De Telegraaf/Jaargang 5/Nummer 1810/Avond-editie/Perskroniek

Uit Wikisource
‘Perskroniek’ door een anonieme schrijver
Afkomstig uit De Telegraaf, woensdag 15 december 1897, Avond-editie, [Eerste blad], [p. 1]. Publiek domein.
[ Eerste blad, 1 ]

Perskroniek.

De ééne groote partij.

De liberale partij scheen, volgens De Stand., dan toch eindelijk in tweeën te zijn geknakt, maar, zegt het blad, Pierson heeft de brokstukken weer aan elkander gelijmd en het heet nu alles weer één.

De trein, als men zoo wil, staat gerangeerd voor het perron.

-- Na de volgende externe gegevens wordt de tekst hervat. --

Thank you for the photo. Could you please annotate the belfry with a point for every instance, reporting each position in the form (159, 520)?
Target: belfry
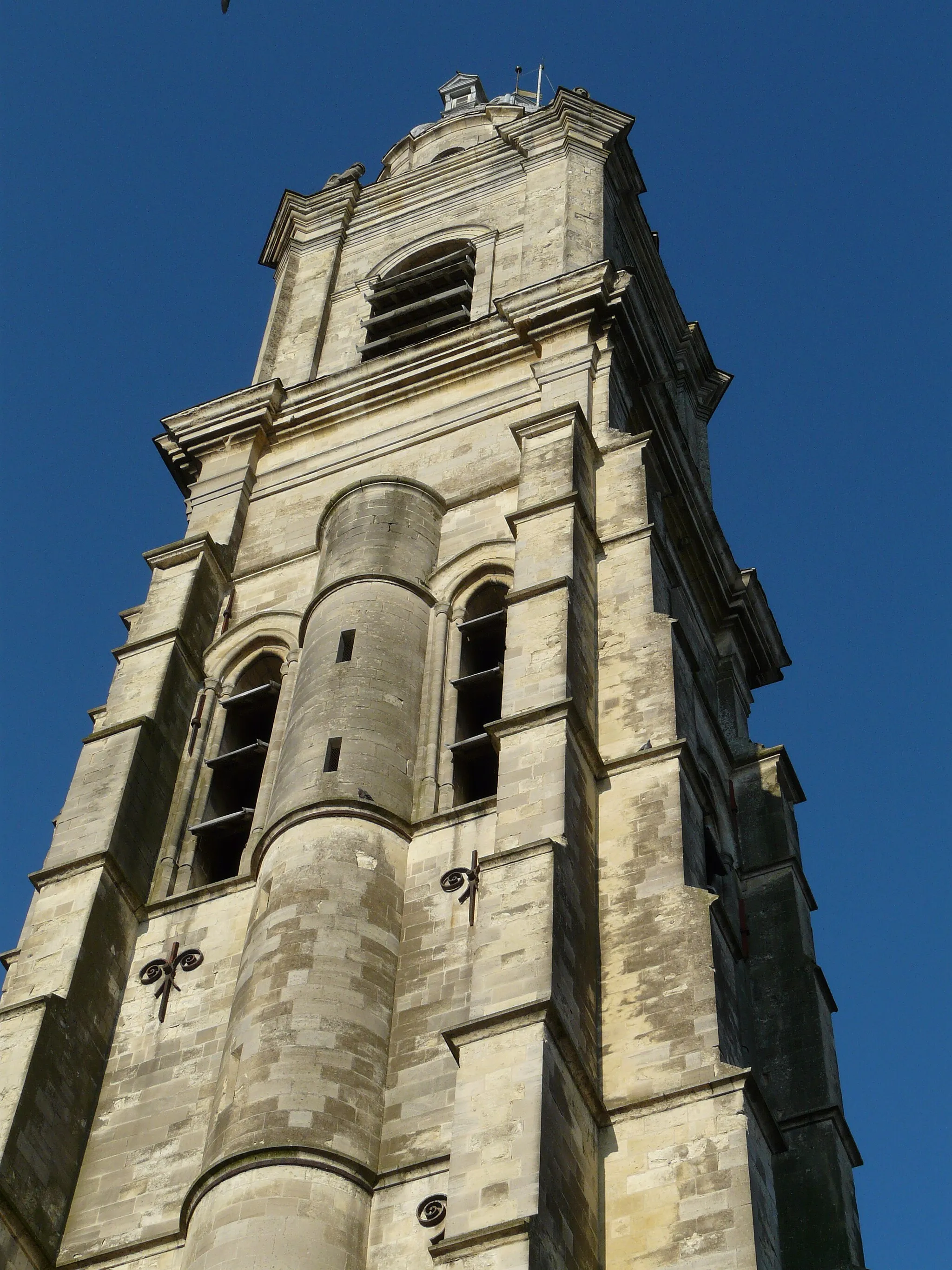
(421, 898)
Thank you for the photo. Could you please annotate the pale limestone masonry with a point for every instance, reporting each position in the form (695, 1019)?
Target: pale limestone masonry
(628, 1060)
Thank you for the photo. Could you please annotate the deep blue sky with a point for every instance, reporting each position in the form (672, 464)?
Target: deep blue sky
(795, 158)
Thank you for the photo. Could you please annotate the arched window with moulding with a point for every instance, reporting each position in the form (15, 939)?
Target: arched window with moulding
(479, 694)
(428, 295)
(237, 772)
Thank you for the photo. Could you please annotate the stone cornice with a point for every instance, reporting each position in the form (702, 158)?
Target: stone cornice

Wagens heel oud model, type van Karnebeek, en daaraan een halfsleet gehaakt, genre de Beaufort. Dan volgt er een, die nog frisscher in zijn verf zit, kleur Binnenlandsche zaken. Daarachter komt een wagon van radicaler afwijkend type met zijgang. En achter dien radicalen wagen is dan nog een spiksplinter nieuw type aangehaakt, ingedeeld in twee compartimenten, het ééne met één reiziger uit Schoterland, en het andere met twee dito uit Enschedé en Tietjerkstradeel.
Hoofdconducteur van den trein is natuurlijk Pierson; de gewezen Unicus legislator, zoo we hopen machinist.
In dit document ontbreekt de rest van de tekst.